Original poster: <davep@xxxxxxxx>


> *apparent* power is RMS V * RMS I  (that is, if you hook up a
> voltmeter and ammeter, that's what you'll get)
>
> However, if the current isn't in phase with the voltage (that is, if
> you have a load that is partly inductive or capacitive), then the
> actual power (in terms of something that can turn into heat or
> mechanical work) will be less than the apparent power.  Active power  is
> what a wattmeter measures.
    Generally concur, however a few further thoughts may be of use:
    1) Wattmeters _try_ to measure Watts, real watts, and
    more or less succeed.  However they can fail, more or less,
    especially with 'interesting' (nonsinusoidal) waveforms.
    Which brings up:
    2) In addition to the VA vs W being affected by the 'phase'
    as usually discussed: VA vs W is affected by the wave shape.
    loads with 'interesting' waveforms (notably: current into
    spark gaps....) can do odd things to VA value, W Value and
    the indications on any meter attempting to measure them.

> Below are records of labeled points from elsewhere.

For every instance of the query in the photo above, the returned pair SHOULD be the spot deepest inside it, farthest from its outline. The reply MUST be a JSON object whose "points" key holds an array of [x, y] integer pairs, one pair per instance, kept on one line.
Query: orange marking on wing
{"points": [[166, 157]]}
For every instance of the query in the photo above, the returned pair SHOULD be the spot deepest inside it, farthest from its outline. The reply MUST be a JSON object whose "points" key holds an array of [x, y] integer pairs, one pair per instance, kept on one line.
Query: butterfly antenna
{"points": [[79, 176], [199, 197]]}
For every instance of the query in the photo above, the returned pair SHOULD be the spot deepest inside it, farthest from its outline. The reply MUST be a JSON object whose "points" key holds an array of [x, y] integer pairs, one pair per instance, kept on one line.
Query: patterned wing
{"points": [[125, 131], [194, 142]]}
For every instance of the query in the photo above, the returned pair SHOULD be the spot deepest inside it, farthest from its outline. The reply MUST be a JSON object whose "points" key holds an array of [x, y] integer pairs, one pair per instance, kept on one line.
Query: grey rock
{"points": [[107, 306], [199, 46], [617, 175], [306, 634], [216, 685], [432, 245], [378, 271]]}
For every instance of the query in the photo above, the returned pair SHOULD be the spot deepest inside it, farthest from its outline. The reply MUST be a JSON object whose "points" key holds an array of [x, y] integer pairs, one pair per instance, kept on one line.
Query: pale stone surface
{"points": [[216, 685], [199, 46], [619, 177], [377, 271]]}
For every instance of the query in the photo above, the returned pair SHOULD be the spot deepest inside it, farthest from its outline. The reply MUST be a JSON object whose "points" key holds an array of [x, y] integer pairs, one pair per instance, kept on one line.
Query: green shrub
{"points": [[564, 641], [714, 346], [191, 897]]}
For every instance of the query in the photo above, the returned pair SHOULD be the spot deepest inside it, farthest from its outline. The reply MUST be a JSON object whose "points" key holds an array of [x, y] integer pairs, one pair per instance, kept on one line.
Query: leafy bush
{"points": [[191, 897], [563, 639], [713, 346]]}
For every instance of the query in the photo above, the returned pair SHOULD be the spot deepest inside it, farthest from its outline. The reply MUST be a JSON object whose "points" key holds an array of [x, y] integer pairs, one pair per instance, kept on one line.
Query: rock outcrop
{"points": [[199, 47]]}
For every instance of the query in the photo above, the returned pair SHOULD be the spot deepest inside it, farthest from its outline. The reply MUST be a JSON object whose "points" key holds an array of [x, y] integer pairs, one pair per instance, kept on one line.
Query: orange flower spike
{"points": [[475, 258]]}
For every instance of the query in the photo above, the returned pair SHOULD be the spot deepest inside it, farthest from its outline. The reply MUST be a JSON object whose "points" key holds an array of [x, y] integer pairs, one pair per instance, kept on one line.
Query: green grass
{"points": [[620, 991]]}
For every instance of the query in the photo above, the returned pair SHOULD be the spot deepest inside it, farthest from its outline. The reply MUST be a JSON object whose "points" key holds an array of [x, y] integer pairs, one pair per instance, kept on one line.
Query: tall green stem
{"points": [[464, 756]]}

    A fully specified meter will try to discuss these influences,
    if only by stating: 'accurate for sine waves' ehich means:
    less accurate for NOT sine waves.

> The ratio of active to apparent power is the "power factor"... =1 for  a
> resistive load
>
> Apparent power is in VoltAmps (VA)
> Active power is in Watts
> Reactive power is in VAR (volt amp reactive)..
>
> Since transformer ratings depend on things like the voltage (flux in
> the core) and current (heating of the windings), fairly independent  of
> the power factor, they are rated in VA.
    best
     dwp